The SolarWinds Serv-U FTP/MFT Server is a more advanced SFTP server that lets you handle large and multiple file transfers. It supports up to 250 users, 100 concurrent sessions, upward to 3 domains and allows a fine-grained access control over those resources.

With Serv-U, you tin easily change and update user and folder access and permissions. In addition, information technology provides a directory access dominion-based control that allows you to alter permissions on files and directories.

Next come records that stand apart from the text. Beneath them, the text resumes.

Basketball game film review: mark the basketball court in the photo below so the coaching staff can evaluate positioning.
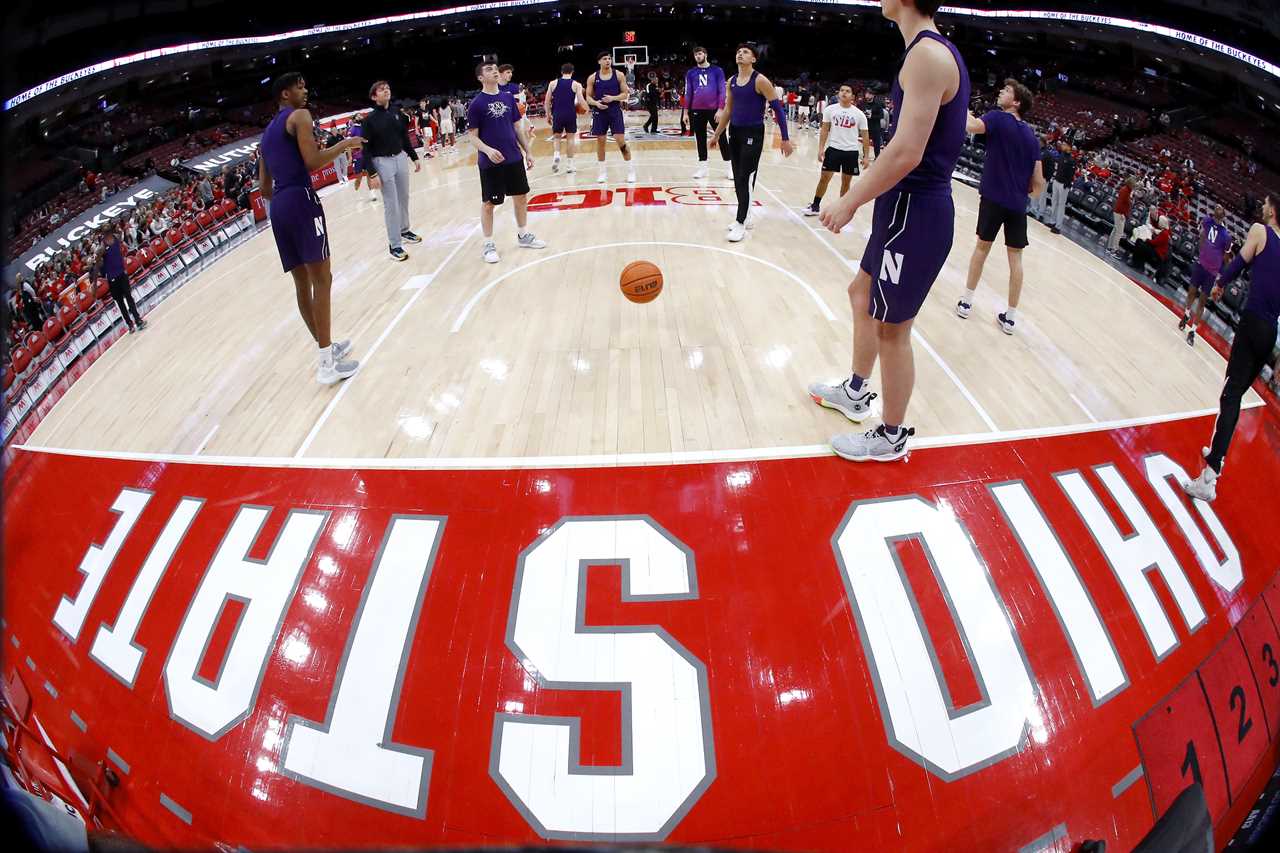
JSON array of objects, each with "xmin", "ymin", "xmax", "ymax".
[{"xmin": 5, "ymin": 113, "xmax": 1280, "ymax": 850}]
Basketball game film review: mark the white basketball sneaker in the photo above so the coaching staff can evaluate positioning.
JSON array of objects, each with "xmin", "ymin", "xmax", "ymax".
[
  {"xmin": 1183, "ymin": 465, "xmax": 1219, "ymax": 503},
  {"xmin": 809, "ymin": 379, "xmax": 877, "ymax": 424},
  {"xmin": 316, "ymin": 356, "xmax": 360, "ymax": 386},
  {"xmin": 831, "ymin": 424, "xmax": 915, "ymax": 462}
]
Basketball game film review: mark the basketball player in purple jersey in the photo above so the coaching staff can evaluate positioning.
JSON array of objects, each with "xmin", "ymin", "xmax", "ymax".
[
  {"xmin": 586, "ymin": 50, "xmax": 636, "ymax": 183},
  {"xmin": 685, "ymin": 47, "xmax": 733, "ymax": 181},
  {"xmin": 956, "ymin": 79, "xmax": 1046, "ymax": 334},
  {"xmin": 1183, "ymin": 192, "xmax": 1280, "ymax": 501},
  {"xmin": 543, "ymin": 63, "xmax": 585, "ymax": 174},
  {"xmin": 712, "ymin": 42, "xmax": 796, "ymax": 243},
  {"xmin": 257, "ymin": 72, "xmax": 364, "ymax": 386},
  {"xmin": 809, "ymin": 0, "xmax": 969, "ymax": 462},
  {"xmin": 1178, "ymin": 205, "xmax": 1231, "ymax": 347},
  {"xmin": 467, "ymin": 63, "xmax": 547, "ymax": 264},
  {"xmin": 498, "ymin": 63, "xmax": 520, "ymax": 97}
]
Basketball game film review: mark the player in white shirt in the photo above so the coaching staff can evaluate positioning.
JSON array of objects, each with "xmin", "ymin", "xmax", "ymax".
[{"xmin": 804, "ymin": 83, "xmax": 872, "ymax": 216}]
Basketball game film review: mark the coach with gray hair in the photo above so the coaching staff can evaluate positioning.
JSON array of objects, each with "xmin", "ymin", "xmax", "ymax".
[{"xmin": 361, "ymin": 79, "xmax": 422, "ymax": 261}]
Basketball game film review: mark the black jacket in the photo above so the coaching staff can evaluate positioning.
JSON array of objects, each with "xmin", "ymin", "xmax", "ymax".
[
  {"xmin": 360, "ymin": 105, "xmax": 417, "ymax": 174},
  {"xmin": 1053, "ymin": 154, "xmax": 1075, "ymax": 187}
]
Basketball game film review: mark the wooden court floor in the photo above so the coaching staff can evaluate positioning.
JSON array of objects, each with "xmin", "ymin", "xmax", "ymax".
[{"xmin": 22, "ymin": 117, "xmax": 1254, "ymax": 460}]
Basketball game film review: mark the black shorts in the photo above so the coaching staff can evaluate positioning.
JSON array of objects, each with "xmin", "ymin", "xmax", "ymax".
[
  {"xmin": 480, "ymin": 160, "xmax": 529, "ymax": 205},
  {"xmin": 822, "ymin": 149, "xmax": 863, "ymax": 174},
  {"xmin": 978, "ymin": 192, "xmax": 1027, "ymax": 248}
]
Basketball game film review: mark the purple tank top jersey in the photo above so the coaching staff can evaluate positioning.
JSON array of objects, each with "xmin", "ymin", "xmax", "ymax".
[
  {"xmin": 593, "ymin": 70, "xmax": 622, "ymax": 113},
  {"xmin": 1244, "ymin": 225, "xmax": 1280, "ymax": 323},
  {"xmin": 890, "ymin": 29, "xmax": 969, "ymax": 195},
  {"xmin": 728, "ymin": 70, "xmax": 769, "ymax": 127},
  {"xmin": 552, "ymin": 77, "xmax": 577, "ymax": 118},
  {"xmin": 260, "ymin": 109, "xmax": 311, "ymax": 192}
]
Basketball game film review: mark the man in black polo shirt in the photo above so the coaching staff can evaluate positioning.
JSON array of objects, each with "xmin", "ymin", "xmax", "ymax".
[
  {"xmin": 362, "ymin": 79, "xmax": 422, "ymax": 261},
  {"xmin": 1048, "ymin": 140, "xmax": 1076, "ymax": 234}
]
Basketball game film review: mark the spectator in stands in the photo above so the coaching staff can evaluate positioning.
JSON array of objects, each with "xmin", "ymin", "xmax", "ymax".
[
  {"xmin": 1050, "ymin": 140, "xmax": 1076, "ymax": 234},
  {"xmin": 17, "ymin": 275, "xmax": 45, "ymax": 330},
  {"xmin": 223, "ymin": 164, "xmax": 241, "ymax": 199},
  {"xmin": 1107, "ymin": 178, "xmax": 1138, "ymax": 251},
  {"xmin": 1032, "ymin": 134, "xmax": 1057, "ymax": 222},
  {"xmin": 196, "ymin": 174, "xmax": 214, "ymax": 206},
  {"xmin": 1133, "ymin": 216, "xmax": 1172, "ymax": 283},
  {"xmin": 95, "ymin": 228, "xmax": 147, "ymax": 333}
]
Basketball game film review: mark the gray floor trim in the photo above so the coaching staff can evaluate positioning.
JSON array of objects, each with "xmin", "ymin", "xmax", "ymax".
[
  {"xmin": 72, "ymin": 711, "xmax": 88, "ymax": 731},
  {"xmin": 1018, "ymin": 824, "xmax": 1066, "ymax": 853},
  {"xmin": 160, "ymin": 793, "xmax": 191, "ymax": 826},
  {"xmin": 106, "ymin": 747, "xmax": 129, "ymax": 776},
  {"xmin": 1111, "ymin": 765, "xmax": 1142, "ymax": 799}
]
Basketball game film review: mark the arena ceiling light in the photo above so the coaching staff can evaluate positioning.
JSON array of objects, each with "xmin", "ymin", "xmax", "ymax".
[{"xmin": 4, "ymin": 0, "xmax": 1280, "ymax": 110}]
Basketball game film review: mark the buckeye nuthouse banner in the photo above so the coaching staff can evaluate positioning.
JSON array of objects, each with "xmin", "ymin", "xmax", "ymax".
[
  {"xmin": 4, "ymin": 174, "xmax": 177, "ymax": 283},
  {"xmin": 4, "ymin": 409, "xmax": 1280, "ymax": 852},
  {"xmin": 179, "ymin": 134, "xmax": 262, "ymax": 178}
]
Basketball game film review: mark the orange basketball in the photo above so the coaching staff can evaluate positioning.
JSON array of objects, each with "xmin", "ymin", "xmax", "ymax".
[{"xmin": 618, "ymin": 261, "xmax": 662, "ymax": 304}]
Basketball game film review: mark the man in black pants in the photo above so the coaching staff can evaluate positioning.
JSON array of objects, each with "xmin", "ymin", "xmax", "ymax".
[
  {"xmin": 712, "ymin": 42, "xmax": 795, "ymax": 243},
  {"xmin": 644, "ymin": 72, "xmax": 662, "ymax": 133},
  {"xmin": 685, "ymin": 47, "xmax": 733, "ymax": 181},
  {"xmin": 863, "ymin": 88, "xmax": 884, "ymax": 156},
  {"xmin": 99, "ymin": 228, "xmax": 147, "ymax": 332},
  {"xmin": 1183, "ymin": 192, "xmax": 1280, "ymax": 501}
]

SolarWinds Serv-U FTP/MFT Server

Website Link: https://world wide web.solarwinds.com/serv-u-managed-file-transfer-server

Download 14-mean solar day Complimentary Trial!

Final Words

The "SFTP permission denied" error message occurs when your SFTP server doesn't allow your user (within a group) to modify or overwrite a file or directory. To solve this, you'll have to SSH into the SFTP server, find the file/directory and identify its current permission style and ownership. Then, you'll have to change the permissions equally specified in this postal service. The second SFTP permission denied (public key) message occurs when you lot are logging with an incorrect user, public key, or the user doesn't take the necessary permission to access the key file in the server.

Alternatively, y'all can utilise an SFTP server such as SolarWinds Serv-U FTP/MFT Server, which gives y'all more flexibility when configuring permissions. This tool will assist you lot avoid the "SFTP permission denied" and fix it for all the SFTP users.